厚生労働省は3月25日、特別養護老人ホーム(特養)への入所を希望している待機者が、今年3月の全国集計で約52万2千人に上つたと発表した。
2009年12月の前回集計の約42万1千人より約10万人増えた。
食事や排せつに介助か必要な要介護3~5の中重度者は約34万4千人で、待機者全体の6割強を占めた。
急速な高齢化の進行で、自治体が特養を整備するペースを入所希望が上回り待機者が増加した。
政府は施設入所から在宅介護への移行を促しているが、特養での介護を望む高齢者が依然多いことが示され、ギャップが浮き彫りとなった格好。
高齢者が安心して暮らせるよう、施設整備とともに、在宅介護の体制充実が急務と言えそうだ。
厚労省は、都道府県に昨年10月1日時点の待機者数の報告を求めた。
14府県は独自の基準で集計。
一部で重複や未集計、調査時点のずれがある。
待機者のうち、要介護4~5の重度者は約21万8千人。
うち在宅の人は4割近い約8万6千人で、家族の介護負担も重いため、厚労省は「迅速な対応が必要」とした。
要介護3は約12万6千人。
比較的軽度の要介護1~2や要支援1~2の人などで入所を希望しているのは約17万8千人だった。
政府は2015年度から特養入所を原則、要介護3以上に限定する方針。
今国会に「地域医療・介護総合確保推進法案」を提出しており、成立すれば、これらの人はやむを得ない場合を除いて入所できなくなる見通しだ。
自宅以外にいる待機者は、老人保健施設(約9万人)、病院や有床診療所(約6万2千人)、グループホーム(約2万人)が多かった。

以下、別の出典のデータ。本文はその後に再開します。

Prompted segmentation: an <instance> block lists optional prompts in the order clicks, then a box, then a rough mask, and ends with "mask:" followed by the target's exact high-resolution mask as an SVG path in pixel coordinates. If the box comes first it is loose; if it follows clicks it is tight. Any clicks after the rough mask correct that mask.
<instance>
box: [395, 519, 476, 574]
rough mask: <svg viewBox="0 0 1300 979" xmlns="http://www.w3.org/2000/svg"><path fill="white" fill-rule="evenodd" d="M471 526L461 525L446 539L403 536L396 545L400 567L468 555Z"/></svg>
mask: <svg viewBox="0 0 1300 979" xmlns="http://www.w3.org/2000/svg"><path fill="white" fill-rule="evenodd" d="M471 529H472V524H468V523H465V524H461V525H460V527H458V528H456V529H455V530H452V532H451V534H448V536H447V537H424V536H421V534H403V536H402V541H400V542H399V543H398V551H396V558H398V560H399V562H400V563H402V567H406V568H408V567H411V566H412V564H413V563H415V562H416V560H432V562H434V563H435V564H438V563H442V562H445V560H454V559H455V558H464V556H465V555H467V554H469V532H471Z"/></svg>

特養は入浴や食事などの世話を受けられ、終身利用できる。
有料老人ホームなどより低料金のため入所希望者が多い。
厚労省は待機者について「自宅で暮らしたいが自信がなく、入所を望む人が多い」と分析。
「なかなか入所できないから、要介護度が低い段階で申し込む人もいる」と指摘している。
政府が、どうして自宅介護が進まないのか理解・把握できていないのでは解決しない。
現実の社会環境、介護環境の実態をよく理解してほしいものだ。